The Siemens electronics plant at Amberg in Bavaria is already deploying some key elements of Industry 4.0. Products communicate with machines, and all in-plant processes are computer-controlled.
Industry 4.0 is an initiative of the German Federal Government. In late February 2015, Federal Chancellor Angela Merkel toured the Siemens electronics plant at Amberg in Bavaria to see for herself how far the ideas underlying the concept can already be turned into reality. At the plant, Siemens makes products including programmable logic controllers (PLCs) which control machinery and plant and automate production processes. The portfolio comprises more than 1,000 product variants, and the plant produces some 15 million of the PLCs a year. At 230 working days a year, that means one rolls off the production line every second. The plant celebrated its 25th anniversary in 2014. It has increased production volumes eight times over in recent years, without increasing its footprint and with almost constant workforce numbers. Production quality levels are 99.9988 percent defect-free.
One unified barcode label
That performance is made possible by a highly automated production system in which the products control their own manufacture. The basic prerequisite for this is that all objects in production – all components, all process steps, and all products – are identifiable. To that end, the Siemens Amberg plant has introduced a unified barcode label, holding all the relevant information, across all processes and departments. Based on the product code, the PLCs tell the machines what they need and which production steps are next in the process.

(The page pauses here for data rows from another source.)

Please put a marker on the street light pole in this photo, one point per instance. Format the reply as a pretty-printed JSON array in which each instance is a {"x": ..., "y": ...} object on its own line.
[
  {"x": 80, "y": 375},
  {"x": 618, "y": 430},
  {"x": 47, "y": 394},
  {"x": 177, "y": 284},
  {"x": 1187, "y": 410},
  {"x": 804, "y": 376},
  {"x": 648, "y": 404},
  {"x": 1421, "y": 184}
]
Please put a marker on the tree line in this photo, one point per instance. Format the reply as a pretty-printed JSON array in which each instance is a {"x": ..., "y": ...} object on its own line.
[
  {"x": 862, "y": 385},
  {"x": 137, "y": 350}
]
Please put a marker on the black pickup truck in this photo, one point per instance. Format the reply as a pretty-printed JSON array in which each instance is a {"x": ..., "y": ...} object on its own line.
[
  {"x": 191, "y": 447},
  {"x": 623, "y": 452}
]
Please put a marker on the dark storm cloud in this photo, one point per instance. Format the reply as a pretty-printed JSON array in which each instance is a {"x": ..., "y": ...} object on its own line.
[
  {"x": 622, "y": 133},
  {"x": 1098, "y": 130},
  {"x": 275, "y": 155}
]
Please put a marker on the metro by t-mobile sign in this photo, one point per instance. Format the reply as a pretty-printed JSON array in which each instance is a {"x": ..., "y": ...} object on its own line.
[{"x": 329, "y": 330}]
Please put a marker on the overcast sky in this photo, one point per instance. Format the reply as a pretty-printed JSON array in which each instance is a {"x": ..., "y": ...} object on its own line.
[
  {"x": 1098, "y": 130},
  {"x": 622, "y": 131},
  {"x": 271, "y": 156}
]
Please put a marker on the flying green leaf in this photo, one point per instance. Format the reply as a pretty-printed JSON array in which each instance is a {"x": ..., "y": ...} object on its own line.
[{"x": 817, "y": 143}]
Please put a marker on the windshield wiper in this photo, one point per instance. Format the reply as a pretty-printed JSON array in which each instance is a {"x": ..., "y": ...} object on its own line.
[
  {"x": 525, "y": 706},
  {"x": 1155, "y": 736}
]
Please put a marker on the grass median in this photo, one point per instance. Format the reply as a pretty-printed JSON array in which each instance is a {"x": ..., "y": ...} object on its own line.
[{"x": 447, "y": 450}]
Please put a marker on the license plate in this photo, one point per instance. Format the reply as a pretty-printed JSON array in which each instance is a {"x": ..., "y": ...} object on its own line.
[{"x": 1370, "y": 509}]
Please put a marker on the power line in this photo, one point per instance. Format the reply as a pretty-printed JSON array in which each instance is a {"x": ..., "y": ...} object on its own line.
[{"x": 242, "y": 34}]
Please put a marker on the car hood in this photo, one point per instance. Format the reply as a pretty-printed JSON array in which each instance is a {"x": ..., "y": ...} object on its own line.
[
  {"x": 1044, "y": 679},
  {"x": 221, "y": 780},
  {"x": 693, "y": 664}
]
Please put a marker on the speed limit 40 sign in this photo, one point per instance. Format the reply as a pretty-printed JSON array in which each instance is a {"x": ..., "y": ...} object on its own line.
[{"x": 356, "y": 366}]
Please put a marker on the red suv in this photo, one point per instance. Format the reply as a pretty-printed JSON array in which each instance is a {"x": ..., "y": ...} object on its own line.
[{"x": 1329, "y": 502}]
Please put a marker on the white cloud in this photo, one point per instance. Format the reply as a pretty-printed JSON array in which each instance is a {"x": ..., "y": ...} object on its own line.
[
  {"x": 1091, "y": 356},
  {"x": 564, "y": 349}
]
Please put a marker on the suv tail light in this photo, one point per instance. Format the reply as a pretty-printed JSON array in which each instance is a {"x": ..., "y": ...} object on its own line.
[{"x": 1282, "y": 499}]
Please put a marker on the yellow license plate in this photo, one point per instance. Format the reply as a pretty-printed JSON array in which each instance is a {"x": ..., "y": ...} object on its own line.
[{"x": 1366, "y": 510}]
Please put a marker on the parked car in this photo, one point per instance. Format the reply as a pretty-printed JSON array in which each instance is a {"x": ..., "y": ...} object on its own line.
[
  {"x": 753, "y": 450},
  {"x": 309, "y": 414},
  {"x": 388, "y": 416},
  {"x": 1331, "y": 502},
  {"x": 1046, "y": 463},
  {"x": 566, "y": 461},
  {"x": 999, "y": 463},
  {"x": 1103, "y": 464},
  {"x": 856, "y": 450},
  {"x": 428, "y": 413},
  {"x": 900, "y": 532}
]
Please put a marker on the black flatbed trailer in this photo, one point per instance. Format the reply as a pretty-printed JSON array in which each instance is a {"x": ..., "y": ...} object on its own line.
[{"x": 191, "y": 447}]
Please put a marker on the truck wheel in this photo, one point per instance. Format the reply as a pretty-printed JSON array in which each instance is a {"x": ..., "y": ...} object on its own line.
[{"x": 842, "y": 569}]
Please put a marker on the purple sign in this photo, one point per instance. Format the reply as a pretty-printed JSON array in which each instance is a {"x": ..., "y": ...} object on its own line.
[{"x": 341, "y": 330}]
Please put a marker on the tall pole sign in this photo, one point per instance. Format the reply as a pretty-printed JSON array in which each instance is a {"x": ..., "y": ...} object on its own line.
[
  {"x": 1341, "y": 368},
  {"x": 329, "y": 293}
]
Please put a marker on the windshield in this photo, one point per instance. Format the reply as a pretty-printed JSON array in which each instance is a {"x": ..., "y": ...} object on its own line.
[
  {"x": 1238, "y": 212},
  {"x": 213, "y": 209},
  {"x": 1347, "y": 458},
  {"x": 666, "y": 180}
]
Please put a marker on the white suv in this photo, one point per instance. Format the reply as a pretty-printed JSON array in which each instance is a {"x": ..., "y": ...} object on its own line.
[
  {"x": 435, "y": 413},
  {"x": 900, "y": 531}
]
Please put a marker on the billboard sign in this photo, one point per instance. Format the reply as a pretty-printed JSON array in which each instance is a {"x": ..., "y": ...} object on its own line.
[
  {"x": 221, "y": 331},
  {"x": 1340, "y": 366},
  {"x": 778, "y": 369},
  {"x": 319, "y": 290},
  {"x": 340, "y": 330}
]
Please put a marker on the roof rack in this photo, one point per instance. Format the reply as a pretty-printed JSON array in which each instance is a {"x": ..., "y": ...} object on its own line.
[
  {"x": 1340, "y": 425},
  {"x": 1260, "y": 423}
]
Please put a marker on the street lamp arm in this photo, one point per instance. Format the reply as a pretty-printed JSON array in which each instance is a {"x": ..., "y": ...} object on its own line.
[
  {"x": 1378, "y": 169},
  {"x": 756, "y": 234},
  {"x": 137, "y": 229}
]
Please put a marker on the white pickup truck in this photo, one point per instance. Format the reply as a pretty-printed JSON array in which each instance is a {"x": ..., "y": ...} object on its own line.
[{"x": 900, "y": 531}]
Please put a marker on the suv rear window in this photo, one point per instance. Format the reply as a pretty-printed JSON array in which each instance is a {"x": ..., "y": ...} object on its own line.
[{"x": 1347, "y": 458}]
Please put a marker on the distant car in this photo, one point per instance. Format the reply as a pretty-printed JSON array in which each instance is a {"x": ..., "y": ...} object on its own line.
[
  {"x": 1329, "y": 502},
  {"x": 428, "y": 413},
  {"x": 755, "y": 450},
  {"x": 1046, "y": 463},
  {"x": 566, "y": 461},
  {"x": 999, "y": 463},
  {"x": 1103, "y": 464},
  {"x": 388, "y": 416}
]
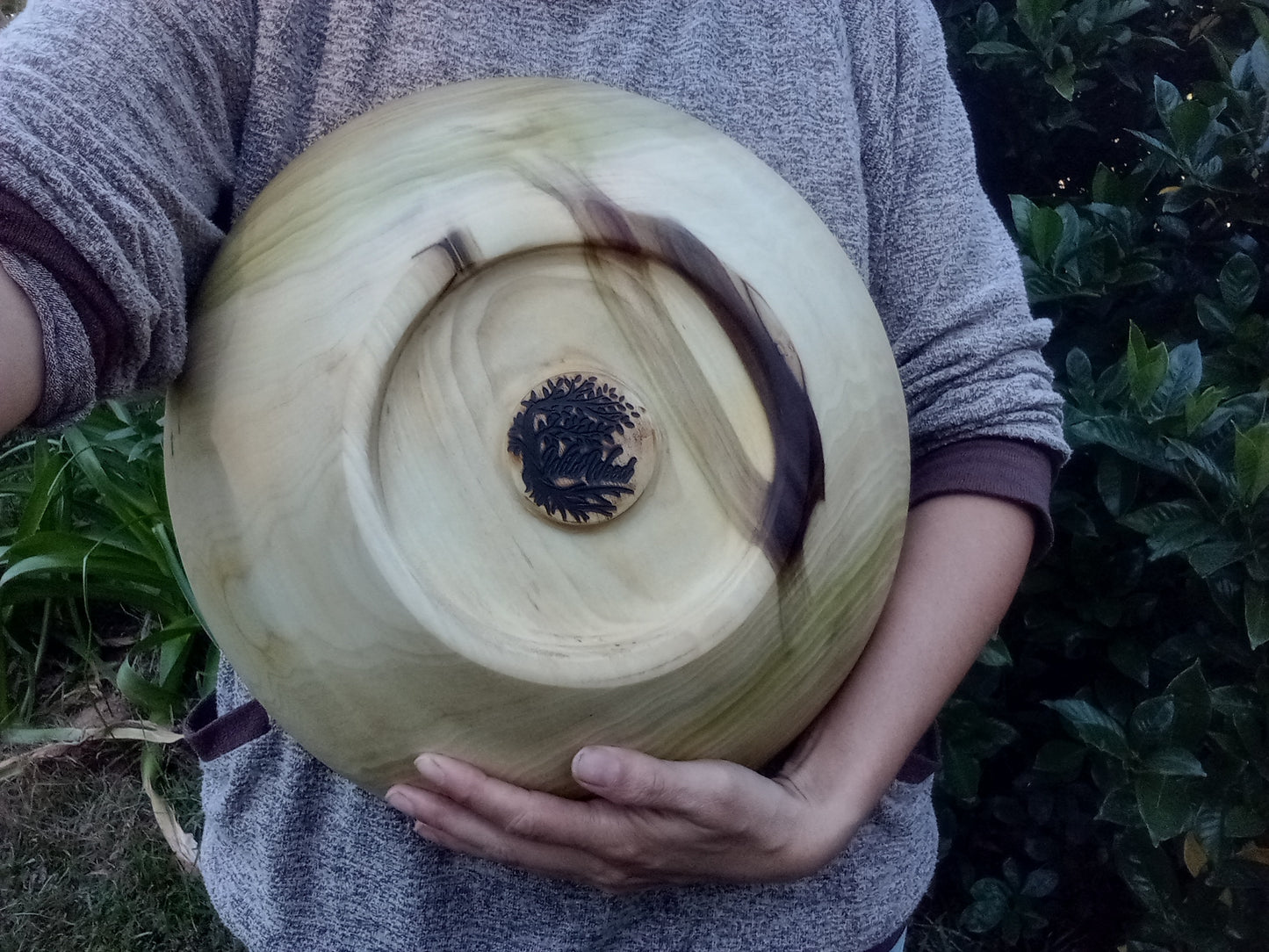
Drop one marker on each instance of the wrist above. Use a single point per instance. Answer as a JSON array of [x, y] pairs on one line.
[[22, 356]]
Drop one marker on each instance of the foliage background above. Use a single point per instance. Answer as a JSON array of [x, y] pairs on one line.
[[1107, 763]]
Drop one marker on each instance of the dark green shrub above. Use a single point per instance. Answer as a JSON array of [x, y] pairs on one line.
[[1107, 775]]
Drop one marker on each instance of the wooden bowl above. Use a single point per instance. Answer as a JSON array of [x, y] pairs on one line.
[[528, 414]]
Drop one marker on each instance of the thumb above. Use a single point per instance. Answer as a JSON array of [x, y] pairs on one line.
[[631, 778]]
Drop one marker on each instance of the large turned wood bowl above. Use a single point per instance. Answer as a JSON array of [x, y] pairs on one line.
[[527, 414]]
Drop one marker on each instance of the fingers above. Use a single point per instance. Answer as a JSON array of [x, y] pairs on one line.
[[521, 812], [703, 790], [453, 826]]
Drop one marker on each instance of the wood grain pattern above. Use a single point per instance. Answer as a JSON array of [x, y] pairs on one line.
[[338, 450]]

50 million items of process data per day
All the plant’s process data is recorded. Solder temperatures, machining times, torques – over 50 million items of process data a day are measured. The production facility is equipped with 1,000 scanners, and over 1,000 machines relay their data directly online. Software tools convert this “Big Data” into “Smart Data”, with the resultant analyses serving directly as management information. In addition, relevant systems are equipped with so-called “watchdogs” – components that monitor the correct functioning of a system. In the event of an error, the monitored system notifies the responsible personnel by e-mail.
People are still vital
Production is largely automated. In-house transportation is also handled with no human intervention. A fully automatic conveyor system ensures that the material gets from the warehouse to the machine in 15 minutes. 75 percent of the value chain is handled autonomously by machine and computer, with the employees handling the rest. Only at the start of the production process is the initial component – a blank printed circuit board – touched by human hand, as a member of staff places it on the line. From then on, everything is controlled by machine. Nevertheless, people are still a vital element – in developing products and production processes, in production planning, and when it comes to dealing with unexpected incidents.
Chancellor Merkel was clearly impressed by the possibilities of Industry 4.0 following her visit to the Amberg plant: “This process will substantially change industrial production. The availability of data will in turn open up opportunities for designing entirely new products.”